Overall not exactly a glowing endorsement of Murray’s abilities, and looking at some of Murray’s tape, the comments seem fairly accurate. Murray’s 4.0 YPC was bested by both of the Raiders’ other backs last year, and all three were aided by a strong Raiders offensive line. Obviously there had to be a reason the Raiders did not appear terribly interested in re-signing Murray, and I’m sure all of the above contributed to that rationale.

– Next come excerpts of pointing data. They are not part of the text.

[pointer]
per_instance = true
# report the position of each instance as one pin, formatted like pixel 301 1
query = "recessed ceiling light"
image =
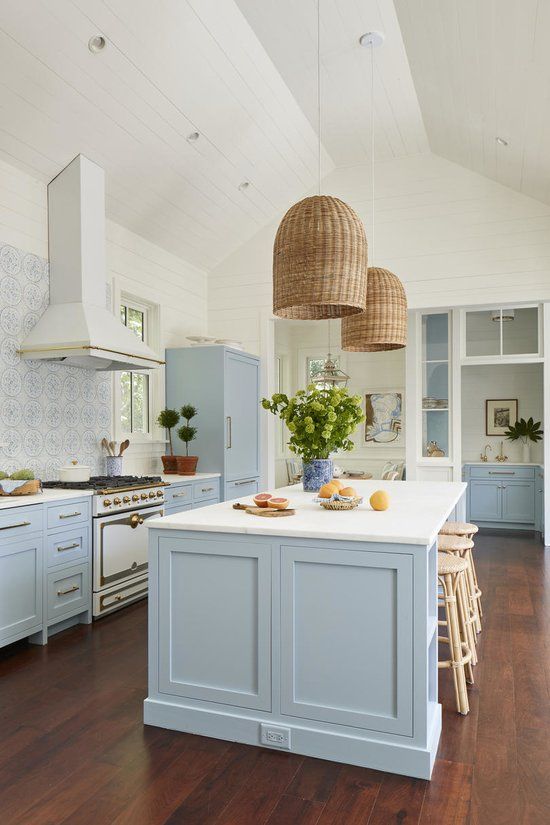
pixel 96 43
pixel 372 39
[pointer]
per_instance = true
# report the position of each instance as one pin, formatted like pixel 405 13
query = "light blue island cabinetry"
pixel 224 384
pixel 45 575
pixel 315 634
pixel 505 495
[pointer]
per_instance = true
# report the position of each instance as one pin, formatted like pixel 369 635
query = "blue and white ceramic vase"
pixel 316 473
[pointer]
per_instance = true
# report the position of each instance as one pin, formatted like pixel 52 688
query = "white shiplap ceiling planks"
pixel 482 70
pixel 288 31
pixel 169 68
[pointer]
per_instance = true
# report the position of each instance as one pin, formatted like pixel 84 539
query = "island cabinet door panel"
pixel 347 638
pixel 242 417
pixel 485 500
pixel 215 621
pixel 518 501
pixel 20 587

All of this suggests that Murray may well be no more than a mediocre acquisition that does little to improve the Vikings offense. That’s certainly possible. But a closer look at Murray’s skill set suggests he could do more to help the Vikings offense than the backs on the Vikings roster last year, for a variety of reasons.

Blocking/Run Scheme

As mentioned in the comment above, Murray could fit best in a gap or power run scheme, which is what the Vikings have run. It’s not clear that Shurmur is planning to change that, and with Tony Sparano as OL coach, who is a power scheme guy, it doesn’t seem likely. Not sure the change of scheme will make a big difference for Murray, considering the Raiders have a better OL than the Vikings will have, which is what matters most, but nevertheless is could help him.

Pass Blocking

Latavius Murray has been rated one of the best pass blocking running backs in the league. If you have an excellent offensive line, there is less value in having a good pass blocking running back. Such was the case with the Raiders- but not with the Vikings- even after the acquisitions of Reiff and Remmers. Having Murray in the backfield to help out an offensive lineman with a missed block or assignment, or to pick up a blitz, will provide great value to a Vikings offense that may not be a stout as we’d like it to be, thereby reducing the number of hits and pressures on Bradford, while also allowing him more time to make a play downfield.

Running Out of the Shotgun Formation

In addition to being a very good pass blocker, Murray is also able to run out of the shotgun formation with much greater effectiveness than Adrian Peterson the past couple years. Last year Murray had a higher average running in shotgun than under-center. That ability to line up next to the QB in shotgun and either block or run adds an extra element defenses must account for, which helps to keep them honest. Cheating too much toward a pass enables a more effective run, while cheating too much toward a run enables receivers a better opportunity to get open behind linebackers. Having Murray in the backfield in shotgun on virtually any down-and-distance can add value on either run or pass play, given his versatility.

Pass Catching Ability

Adding to Murray’s versatility, is his pass catching ability. As pointed out, he’s not the best pass catcher out there, but he can handle the dump-off passes well and seems better able to hit the ground running after making the catch than current Vikings RBs, with the possible exception of Jerick McKinnon.

Beyond that, Murray is also given some credit as a short yardage/goal-line back, and he has the size for it. I’m not sure that is altogether deserved at this point, but I’d be willing to bet he’ll be better than McKinnon and Asiata in that regard.


Murray is something of a big, fast, jack-of-all-trades, master-of-none type back, and that versatility may be worth more than the sum of the parts. Having Murray in the backfield, in either a shotgun or under-center formation, is not an immediate give-away of the play call, as was the case with AP under-center the past few years. Murray can add value to the offense beyond his own production stats as a pass-blocker, which the Vikings need in a RB, and as a complimentary ‘banger’ to McKinnon’s ‘slasher’ running style, in what looks to be a RB-by-committee approach for the Vikings going forward.

And that is how Murray fits. He’s not a bell-cow, despite his size and speed, as he gets tired toward the end of games- leading to miscues- if given too many touches. But overall Murray, who turned 27 in January, looks to be a good fit in the new Vikings offense under Pat Shurmur, and with any luck could thrive in his role here. If not, there’s not a lot of dead money in his 3-year deal after the first year.

3/22/17 Addition:

StarTribune’s Michael Rand (Randball) wrote a piece today on Murray suggesting he’s an upgrade over Adrian Peterson in several ways.